一是戰略攻防失衡風險。人工智能技術大幅放大了軍事進攻優勢,相較于傳統防御體系,智能進攻具備速度更快、隱蔽性更強、成本更低、突破能力更強的特點,打破了傳統戰爭“攻防平衡” 的基本規律。各軍事強國加速布局智能作戰體系、自主武器系統、算法輔助戰略決策體系,優先搶占智能化軍事競爭制高點,使得被動防御方的戰略威懾能力、防御抗壓能力被弱化,全球軍事戰略攻防格局持續失衡。
二是軍備競賽升級風險。各國持續加大軍事人工智能研發投入,競相布局無人作戰、智能對抗、算法戰略推演等前沿領域,推動智能化軍備競賽持續升級。這種無序競爭不僅加劇全球軍事對抗風險,也迫使我國加快國防科技智能化迭代節奏,國防科研、裝備建設、體系升級的壓力持續增大。同時,全球尚未形成統一的軍事人工智能治理規則,自主武器使用、算法軍事應用、智能對抗邊界缺乏有效約束,極易引發誤判沖突、摩擦升級,威脅國家戰略穩定。
三是戰略認知博弈風險。在智能戰略推演、態勢研判領域,敵方可利用先進算法構建虛假戰略態勢,誤導我方戰略判斷,干擾國防戰略布局與軍事決策,引發戰略層面的誤判失誤,影響國防科技長遠發展規劃與國家安全戰略落地。
人工智能賦能國防科技安全發展的應對策略
(一)筑牢技術自主根基,構建安全可控的智能技術體系
核心技術自主可控是防范人工智能國防科技風險的根本保障。一是攻堅核心關鍵技術。聚焦軍事人工智能底層算法、高端芯片、專用框架、核心組件等“卡脖子” 領域,整合國防科研院所、軍工企業、高端智庫科研力量,設立專項攻關課題,集中資源突破自主可控軍事智能技術體系,構建自主知識產權的軍事算法庫、模型庫、技術庫,徹底擺脫外部技術依賴。

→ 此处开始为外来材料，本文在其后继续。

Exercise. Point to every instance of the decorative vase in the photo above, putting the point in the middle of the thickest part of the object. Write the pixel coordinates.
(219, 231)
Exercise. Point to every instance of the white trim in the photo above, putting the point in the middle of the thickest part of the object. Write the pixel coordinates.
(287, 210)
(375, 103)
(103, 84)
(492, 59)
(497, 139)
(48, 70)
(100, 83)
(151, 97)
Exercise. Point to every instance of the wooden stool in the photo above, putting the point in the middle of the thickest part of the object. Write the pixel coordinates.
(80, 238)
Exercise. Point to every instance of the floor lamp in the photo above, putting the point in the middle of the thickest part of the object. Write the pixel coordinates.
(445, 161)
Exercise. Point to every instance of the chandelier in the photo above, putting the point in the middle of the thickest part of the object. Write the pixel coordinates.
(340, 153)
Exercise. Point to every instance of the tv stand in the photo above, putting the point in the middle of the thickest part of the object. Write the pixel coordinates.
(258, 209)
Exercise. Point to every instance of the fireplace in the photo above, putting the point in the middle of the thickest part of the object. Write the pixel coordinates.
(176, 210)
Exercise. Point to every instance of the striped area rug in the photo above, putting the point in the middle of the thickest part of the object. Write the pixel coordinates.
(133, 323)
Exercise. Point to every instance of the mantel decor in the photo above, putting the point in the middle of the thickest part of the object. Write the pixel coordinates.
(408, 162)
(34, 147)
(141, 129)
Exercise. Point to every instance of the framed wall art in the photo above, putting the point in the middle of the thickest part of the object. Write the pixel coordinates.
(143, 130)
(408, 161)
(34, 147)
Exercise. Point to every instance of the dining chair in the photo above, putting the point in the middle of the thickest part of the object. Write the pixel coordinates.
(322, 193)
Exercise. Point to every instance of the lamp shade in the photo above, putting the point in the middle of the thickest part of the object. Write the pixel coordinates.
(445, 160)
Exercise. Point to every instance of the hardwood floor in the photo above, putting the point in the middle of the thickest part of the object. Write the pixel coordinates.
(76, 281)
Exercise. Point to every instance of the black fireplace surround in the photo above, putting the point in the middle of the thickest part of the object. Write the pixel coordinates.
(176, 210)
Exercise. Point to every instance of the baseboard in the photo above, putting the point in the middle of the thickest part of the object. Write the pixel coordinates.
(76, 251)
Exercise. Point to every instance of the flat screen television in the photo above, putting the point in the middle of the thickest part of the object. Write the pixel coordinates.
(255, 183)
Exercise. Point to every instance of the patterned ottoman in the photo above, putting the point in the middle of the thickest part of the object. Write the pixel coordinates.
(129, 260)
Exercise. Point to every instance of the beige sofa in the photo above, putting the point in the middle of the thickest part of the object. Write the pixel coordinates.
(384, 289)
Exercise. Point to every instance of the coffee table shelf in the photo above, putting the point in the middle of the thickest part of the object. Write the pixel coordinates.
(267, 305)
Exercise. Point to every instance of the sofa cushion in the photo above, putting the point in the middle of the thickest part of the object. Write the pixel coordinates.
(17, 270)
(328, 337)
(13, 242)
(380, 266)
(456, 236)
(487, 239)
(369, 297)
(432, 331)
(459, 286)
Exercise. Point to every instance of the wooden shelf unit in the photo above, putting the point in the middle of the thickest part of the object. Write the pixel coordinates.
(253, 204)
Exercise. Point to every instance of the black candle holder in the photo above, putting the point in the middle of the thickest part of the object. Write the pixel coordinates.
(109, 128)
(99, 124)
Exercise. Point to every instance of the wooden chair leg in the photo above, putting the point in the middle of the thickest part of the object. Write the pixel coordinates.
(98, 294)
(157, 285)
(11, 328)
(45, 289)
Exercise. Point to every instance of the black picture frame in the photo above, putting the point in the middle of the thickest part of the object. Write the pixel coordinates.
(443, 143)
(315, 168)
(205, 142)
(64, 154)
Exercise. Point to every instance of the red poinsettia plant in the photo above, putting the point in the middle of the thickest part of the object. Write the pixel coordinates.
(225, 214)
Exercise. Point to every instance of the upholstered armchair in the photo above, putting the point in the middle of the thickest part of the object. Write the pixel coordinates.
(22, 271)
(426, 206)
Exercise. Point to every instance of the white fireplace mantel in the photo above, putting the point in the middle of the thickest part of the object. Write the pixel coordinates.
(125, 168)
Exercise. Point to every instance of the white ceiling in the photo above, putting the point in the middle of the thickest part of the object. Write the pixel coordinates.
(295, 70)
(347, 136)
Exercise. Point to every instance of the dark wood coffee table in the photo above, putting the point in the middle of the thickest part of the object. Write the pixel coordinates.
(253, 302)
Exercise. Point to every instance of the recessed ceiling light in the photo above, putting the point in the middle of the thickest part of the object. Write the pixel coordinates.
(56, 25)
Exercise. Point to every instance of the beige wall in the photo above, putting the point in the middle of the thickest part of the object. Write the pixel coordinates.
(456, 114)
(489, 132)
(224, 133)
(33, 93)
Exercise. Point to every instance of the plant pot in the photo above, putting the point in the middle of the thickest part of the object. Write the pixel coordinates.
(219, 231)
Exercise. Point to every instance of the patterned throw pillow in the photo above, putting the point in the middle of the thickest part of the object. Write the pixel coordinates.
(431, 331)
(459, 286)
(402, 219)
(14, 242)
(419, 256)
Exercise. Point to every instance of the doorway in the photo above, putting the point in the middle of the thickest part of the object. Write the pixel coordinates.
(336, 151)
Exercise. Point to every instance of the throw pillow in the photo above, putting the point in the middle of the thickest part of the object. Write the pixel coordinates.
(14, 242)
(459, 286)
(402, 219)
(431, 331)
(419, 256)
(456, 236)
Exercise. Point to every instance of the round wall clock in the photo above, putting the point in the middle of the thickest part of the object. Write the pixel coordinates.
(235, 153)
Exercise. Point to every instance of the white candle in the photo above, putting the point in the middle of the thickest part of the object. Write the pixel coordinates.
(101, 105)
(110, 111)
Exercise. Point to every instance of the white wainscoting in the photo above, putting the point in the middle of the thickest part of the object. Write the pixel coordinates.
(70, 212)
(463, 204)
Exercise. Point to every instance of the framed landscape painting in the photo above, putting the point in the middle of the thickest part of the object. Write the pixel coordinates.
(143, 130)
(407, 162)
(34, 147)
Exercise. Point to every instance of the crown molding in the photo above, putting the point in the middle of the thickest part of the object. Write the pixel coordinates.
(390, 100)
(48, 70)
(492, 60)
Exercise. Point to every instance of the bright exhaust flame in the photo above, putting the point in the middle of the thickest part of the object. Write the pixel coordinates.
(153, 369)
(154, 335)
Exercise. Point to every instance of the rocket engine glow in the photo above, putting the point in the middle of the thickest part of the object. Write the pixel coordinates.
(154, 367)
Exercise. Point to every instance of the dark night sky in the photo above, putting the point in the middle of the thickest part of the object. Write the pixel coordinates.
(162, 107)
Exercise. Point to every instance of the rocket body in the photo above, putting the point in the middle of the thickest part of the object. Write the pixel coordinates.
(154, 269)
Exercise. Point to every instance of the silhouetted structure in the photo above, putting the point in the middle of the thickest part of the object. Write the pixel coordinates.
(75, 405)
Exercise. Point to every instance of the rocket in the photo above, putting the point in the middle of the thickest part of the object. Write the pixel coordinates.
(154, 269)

二是完善技術安全防護體系。針對軍事智能算法黑箱、漏洞缺陷、抗干擾弱等問題,大力發展可解釋人工智能、可信人工智能、抗對抗攻擊技術,優化軍事智能模型架構,提升算法穩定性、可靠性、抗干擾性。建立軍事智能技術全流程測試、驗證、迭代機制,常態化開展算法漏洞排查、風險檢測、攻防對抗演練,從技術源頭化解算法失效、模型失控風險。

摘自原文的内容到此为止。